Pero, como la vida, el libro se va oscureciendo a medida que los años transcurren, y, alcanzada la edad en que los juegos terminan, o en que el juego deviene algo ciertamente peligroso, es cuando Jero se convierte en verdadero protagonista de la historia, no solo porque ahondamos en la negrura de su mente, en su indescriptible sufrimiento, sino porque actúa y decide por su cuenta y termina de romperse como héroe mientras los demás resuelven convertirse en adultos. Es entonces cuando sus actos dejan de rozar la ilegalidad para sumergirlo definitivamente en un individuo al margen de todo, como algunos de los protagonistas de esos cómics que, descreídos del funcionamiento de la sociedad y de sus reglas, deciden tomarse la justicia por su mano.

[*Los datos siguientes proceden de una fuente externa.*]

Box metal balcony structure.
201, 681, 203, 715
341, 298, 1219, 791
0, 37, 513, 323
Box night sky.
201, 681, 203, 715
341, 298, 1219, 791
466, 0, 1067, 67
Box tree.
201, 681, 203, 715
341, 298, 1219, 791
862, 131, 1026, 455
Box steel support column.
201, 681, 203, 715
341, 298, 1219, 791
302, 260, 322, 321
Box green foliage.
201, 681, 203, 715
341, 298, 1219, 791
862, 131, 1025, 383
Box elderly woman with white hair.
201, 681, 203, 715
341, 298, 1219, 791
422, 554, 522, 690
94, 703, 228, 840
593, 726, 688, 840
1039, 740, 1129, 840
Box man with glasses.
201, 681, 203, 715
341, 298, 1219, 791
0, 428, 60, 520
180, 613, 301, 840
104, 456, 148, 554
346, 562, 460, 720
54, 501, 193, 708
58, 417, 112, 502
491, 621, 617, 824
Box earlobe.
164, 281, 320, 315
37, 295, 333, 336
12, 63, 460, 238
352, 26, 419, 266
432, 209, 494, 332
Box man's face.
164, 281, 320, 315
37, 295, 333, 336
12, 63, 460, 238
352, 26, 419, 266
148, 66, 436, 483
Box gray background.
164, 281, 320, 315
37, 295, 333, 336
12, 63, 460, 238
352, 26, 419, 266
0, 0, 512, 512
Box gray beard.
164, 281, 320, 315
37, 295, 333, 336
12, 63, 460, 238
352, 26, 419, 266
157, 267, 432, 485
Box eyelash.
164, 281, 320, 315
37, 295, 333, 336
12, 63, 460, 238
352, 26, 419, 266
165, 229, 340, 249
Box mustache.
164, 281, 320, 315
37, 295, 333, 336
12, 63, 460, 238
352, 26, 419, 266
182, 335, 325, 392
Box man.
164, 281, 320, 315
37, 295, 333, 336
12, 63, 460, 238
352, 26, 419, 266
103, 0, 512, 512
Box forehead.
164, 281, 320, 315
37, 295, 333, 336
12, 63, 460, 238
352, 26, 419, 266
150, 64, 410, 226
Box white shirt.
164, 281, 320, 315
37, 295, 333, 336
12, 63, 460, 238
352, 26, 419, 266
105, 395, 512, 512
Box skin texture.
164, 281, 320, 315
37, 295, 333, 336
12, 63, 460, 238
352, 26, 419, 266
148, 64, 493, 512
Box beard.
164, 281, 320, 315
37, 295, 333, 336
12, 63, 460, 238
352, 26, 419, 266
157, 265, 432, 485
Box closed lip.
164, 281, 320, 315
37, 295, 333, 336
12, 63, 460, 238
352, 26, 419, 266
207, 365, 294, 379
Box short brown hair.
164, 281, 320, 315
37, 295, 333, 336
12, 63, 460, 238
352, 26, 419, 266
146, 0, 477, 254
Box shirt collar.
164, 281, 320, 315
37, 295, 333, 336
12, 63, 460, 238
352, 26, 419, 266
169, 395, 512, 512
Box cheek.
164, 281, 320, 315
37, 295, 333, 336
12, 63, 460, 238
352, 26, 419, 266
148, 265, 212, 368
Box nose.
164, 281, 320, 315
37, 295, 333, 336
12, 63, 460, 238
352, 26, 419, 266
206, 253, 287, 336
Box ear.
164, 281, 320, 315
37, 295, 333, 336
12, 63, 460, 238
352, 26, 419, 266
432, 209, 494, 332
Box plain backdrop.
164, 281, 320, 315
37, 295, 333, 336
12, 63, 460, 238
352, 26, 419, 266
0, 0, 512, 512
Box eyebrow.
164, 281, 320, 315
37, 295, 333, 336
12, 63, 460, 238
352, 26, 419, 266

Y, como fondo, la situación del país, sometido a sus propios problemas en una fase de proceso de cambio y de intento de olvidar lo inolvidable que conocemos mejor a través de esa acción de «venganza» en la que intentan descubrir el paradero de la madre de Eric y se enfrentan al discurso del milico y al plebiscito para perdonar a los culpables de tanta masacre.

En cualquier caso, y aunque el libro nos va conduciendo poco a poco a la tristeza, la magia que tanto odia Jero parece imponerse. Los hijos de Eric y Lara terminan portando sus mismos nombres, lo que nos hace concebir cierta esperanza de que los héroes rotos se recompongan. Por lo pronto, tienen a un primer enemigo al que enfrentarse: un Viejo Tongo redivivo con sus perros caminando hacia el extremo de la noche. Porque la vida, con todas sus batallas, solo sabe repetirse a sí misma. Y en ella, por supuesto, siempre caben los héroes.

Elena Marqués

 

Joaquín DHoldan (Cerro de Montevideo, 1969) trabaja como odontólogo en Sevilla. Escritor y dramaturgo, sus obras se han representado en Uruguay, Argentina, España, México, Venezuela y Puerto Rico. Tiene publicados los libros El murguista muerto, Estuario, Cómo desactivar un hombre bomba y Cuentos orientales; y conduce los programas de radio Diálogos comanches y Música oriental.